Why Richard Branson And His Community Beats ‘Cut-Throat’ Business

I’m not gonna lie: my ‘serious, successful businessman’ gene responds well to serious validation. Does yours? Would you feel validated if you met mega-successful entrepreneur Richard Branson? Maybe so!

I guessed as such about myself… and then it happened.

In the 2010s, our leisure sector company had immediate and stratospheric lift-off: killer forecasts, vertical financials, staff hire, company expansion. It was bigger, better, stronger every day as we slogged our guts out aiming for the moon. The 90-hour working weeks, however, meant I was either deep inside the work or firmly switched off and ready to party.

I took the party business seriously. Professionalism was paramount. I wanted to prove we weren’t just chancers. I was invested in the veneer and in appearing classy. We were based in the UK seaside party city of Brighton but my heart was forever in London’s elite business quarter of Canary Wharf.

Fast Track 100 Awards

And then we got the call: we’d made it onto the Fast Track 100 league table. This annual British business awards, helmed by The Sunday Times and supported by Sir Richard Branson, was a benchmark of success. I remember how proud I felt; it ticked the box in my head labelled ‘business upper-crust’. It was great to be recognised. All the hard work had paid off.

Fast-forward to the inevitable awards networking event at Branson’s gaff in Oxford. I was ready to hobnob with the stars of UK enterprise – though with my nose firmly in the air. My attitude was: “This is all very nice but I need to get back to work.” If I’m honest, I was chippy and determined to prove myself. If, as I said, I was ‘on the job’, it was all very serious. If I was representing my brand in a non-work context, I’d get hammered and show off. Either way I definitely avoided warm, authentic connection.

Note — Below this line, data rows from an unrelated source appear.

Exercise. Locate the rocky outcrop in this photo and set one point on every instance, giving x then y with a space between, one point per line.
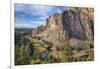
77 23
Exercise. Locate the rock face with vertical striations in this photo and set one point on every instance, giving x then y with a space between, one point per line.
74 23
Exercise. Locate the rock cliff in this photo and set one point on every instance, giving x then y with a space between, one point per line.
74 23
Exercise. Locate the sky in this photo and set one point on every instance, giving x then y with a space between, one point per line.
32 16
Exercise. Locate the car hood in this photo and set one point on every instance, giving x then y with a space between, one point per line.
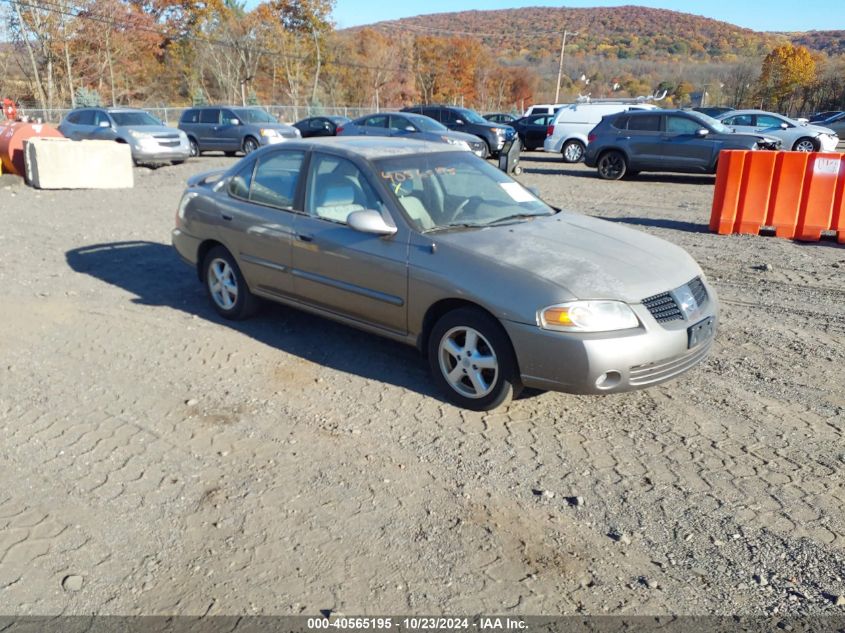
149 129
588 257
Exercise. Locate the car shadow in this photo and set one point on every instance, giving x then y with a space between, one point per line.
661 223
157 277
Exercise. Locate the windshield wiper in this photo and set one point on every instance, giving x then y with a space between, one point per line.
516 216
454 225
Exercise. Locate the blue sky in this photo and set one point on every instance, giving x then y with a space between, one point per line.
772 15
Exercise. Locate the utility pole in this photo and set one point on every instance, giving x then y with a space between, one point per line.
560 66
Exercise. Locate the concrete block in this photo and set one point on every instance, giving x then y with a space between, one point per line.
65 164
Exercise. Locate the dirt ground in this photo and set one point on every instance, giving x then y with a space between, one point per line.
155 459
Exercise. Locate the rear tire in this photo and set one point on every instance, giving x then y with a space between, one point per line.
572 151
612 165
472 360
226 287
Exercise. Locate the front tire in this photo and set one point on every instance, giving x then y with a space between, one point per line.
472 360
226 287
805 144
572 151
612 165
250 145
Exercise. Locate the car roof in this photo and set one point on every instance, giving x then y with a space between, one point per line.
371 147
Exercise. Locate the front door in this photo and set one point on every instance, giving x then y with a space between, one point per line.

The ‘In Crowd’ That Made Me Feel Welcome

So what unfolded that day was completely unexpected. Instead of kissing backsides or getting trashed, it was all meaningful chat and heartfelt camaraderie. This was the heart of ‘professional business’, with people whose companies effortlessly turned over tens or twenties of millions – yet they, like me, were also struggling with the everyday difficulties associated with fast growth: staff, funding, service delivery and more. They were just like me! I found the ease of connection an eye-opener.

At one point, the owner of Appliances Online gave a talk. AO was massive that year and I was prepared to be intimidated by a business meteor but here was a down-to-earth, 40-something Yorkshire bloke talking sense in a really engaging way. My small, shy, ‘business is for everybody’ philosophy was given voice. I felt validated, less alone, less chippy and oddly, more grounded.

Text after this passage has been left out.